Thursday, 25 May 2017

Lady in the Water Movie Review

Lady in the Water (2006)
Rent Lady in the Water on Amazon Video
Written by: M. Night Shyamalan
Directed by: M. Night Shyamalan
Starring:  Paul Giamatti, Bryce Dallas Howard, Jeffrey Wright, Jared Harris
Rated: PG-13

My rating is simple, Watch It, It Depends, Skip it. Read my previous movie reviews!

Plot
Apartment building superintendent Cleveland Heep discovers a water nymph in his pool and enlists the residents to help her get back home.

Verdict
This tries to marry fantasy and drama with mixed results. The movie doesn't sell it. I can buy that for whatever contrived reason all the special people in the world live in this run down complex, but it seems silly that they all so quickly buy into what would appear to be the rantings of a mad man.
This has all the potential of a fun adventure, but it plays like a bed time story made up on the spot. That's what it is, but you'd think it would get refined from the bedroom to the screen.Skip it.

Review
This famously, or infamously, is based on a bedtime story Shyamalan would tell his children. A children's book released in conjunction with the movie. It does seem like a movie he made up on the spot. It's a rough script despite a good concept.

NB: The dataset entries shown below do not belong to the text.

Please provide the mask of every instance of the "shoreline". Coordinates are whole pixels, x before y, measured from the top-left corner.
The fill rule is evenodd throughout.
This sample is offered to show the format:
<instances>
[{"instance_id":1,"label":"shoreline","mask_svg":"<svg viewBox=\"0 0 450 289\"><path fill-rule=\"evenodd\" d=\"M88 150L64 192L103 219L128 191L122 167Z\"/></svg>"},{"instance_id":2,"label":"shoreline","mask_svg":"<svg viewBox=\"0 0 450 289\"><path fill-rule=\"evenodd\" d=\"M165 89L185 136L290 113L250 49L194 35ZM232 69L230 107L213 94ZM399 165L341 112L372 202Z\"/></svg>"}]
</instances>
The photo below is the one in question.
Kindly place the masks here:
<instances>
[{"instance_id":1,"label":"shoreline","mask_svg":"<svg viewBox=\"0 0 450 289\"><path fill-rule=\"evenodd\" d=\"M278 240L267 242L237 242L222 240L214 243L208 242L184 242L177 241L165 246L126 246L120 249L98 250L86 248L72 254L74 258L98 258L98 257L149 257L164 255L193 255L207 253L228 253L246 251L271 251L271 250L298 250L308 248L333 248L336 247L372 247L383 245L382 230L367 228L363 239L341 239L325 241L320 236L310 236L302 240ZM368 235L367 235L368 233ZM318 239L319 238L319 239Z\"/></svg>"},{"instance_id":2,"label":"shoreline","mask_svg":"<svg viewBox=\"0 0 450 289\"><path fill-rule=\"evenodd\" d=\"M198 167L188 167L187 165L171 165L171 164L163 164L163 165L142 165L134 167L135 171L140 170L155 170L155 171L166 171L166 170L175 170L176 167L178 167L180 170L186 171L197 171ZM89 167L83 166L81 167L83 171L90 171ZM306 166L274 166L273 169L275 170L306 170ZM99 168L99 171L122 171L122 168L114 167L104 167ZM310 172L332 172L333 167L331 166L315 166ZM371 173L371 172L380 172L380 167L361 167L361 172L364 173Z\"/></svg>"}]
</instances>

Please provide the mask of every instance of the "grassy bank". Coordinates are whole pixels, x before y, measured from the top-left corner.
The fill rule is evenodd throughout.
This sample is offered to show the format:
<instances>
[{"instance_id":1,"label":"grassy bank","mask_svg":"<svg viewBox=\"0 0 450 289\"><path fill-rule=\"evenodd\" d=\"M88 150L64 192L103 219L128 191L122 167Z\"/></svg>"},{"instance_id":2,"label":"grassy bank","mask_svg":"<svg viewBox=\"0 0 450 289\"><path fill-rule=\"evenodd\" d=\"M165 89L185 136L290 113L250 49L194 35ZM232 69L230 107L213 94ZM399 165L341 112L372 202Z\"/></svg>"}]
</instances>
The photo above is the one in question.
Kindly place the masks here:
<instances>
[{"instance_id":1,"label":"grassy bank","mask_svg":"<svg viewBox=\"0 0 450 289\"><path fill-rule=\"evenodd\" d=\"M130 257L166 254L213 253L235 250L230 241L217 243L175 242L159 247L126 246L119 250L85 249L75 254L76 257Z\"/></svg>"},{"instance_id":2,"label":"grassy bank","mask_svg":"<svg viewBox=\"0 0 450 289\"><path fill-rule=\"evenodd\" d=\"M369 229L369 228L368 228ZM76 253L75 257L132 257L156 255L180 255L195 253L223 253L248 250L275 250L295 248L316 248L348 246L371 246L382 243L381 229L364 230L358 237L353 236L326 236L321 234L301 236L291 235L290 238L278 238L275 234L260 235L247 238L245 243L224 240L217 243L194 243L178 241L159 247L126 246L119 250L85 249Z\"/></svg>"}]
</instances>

What's special about this rundown apartment building? We don't get that answer and that's okay. It does seem odd that these cosmically important outcasts all end up in the same spot, but this building is for those people.
The movie almost tries to hard to make the characters quirky. There's a guy that exercises only one side of his body just to be unique. Developing these characters and how they ended up here, would give them a bit more meaning. The movie focuses on the improbably fantasy instead of the characters. If the question weren't how to get this water nymph back home, but why here, why these people, it would give the movie more meaning.

I'm sure Shyamalan didn't want to do another twist, but this story is ripe for a 'was it real' reveal at the end. Maybe it was a shared fantasy among forlorn people.

The movie's gimmick centers around a magical portal that opened in the complex's pool. I can buy a magical portal, but it's depicted as some kind of tunnel. While I'm nitpicking, a magical portal works better. How does this tunnel not drain water from the pool? Where does the tunnel go?
The most baffling thing is that one of the tenants knows the story of this water nymph and everything syncs up. She's a mystical guide that makes this all the more far fetched. The movie just doesn't sell this concept well enough. There are too many missed or ignored details.

Everyone just buys the Giamatti's story about a water nymph. It's a huge jump that should generate a little push back. I'd rather the movie focus on Giamatti pushing the residents to believe his tall tale. It's not like these people have anything better to do. What makes them special could be that they could be described as 'losers,' but the movie doesn't do that.

It's a good concept that isn't developed far enough.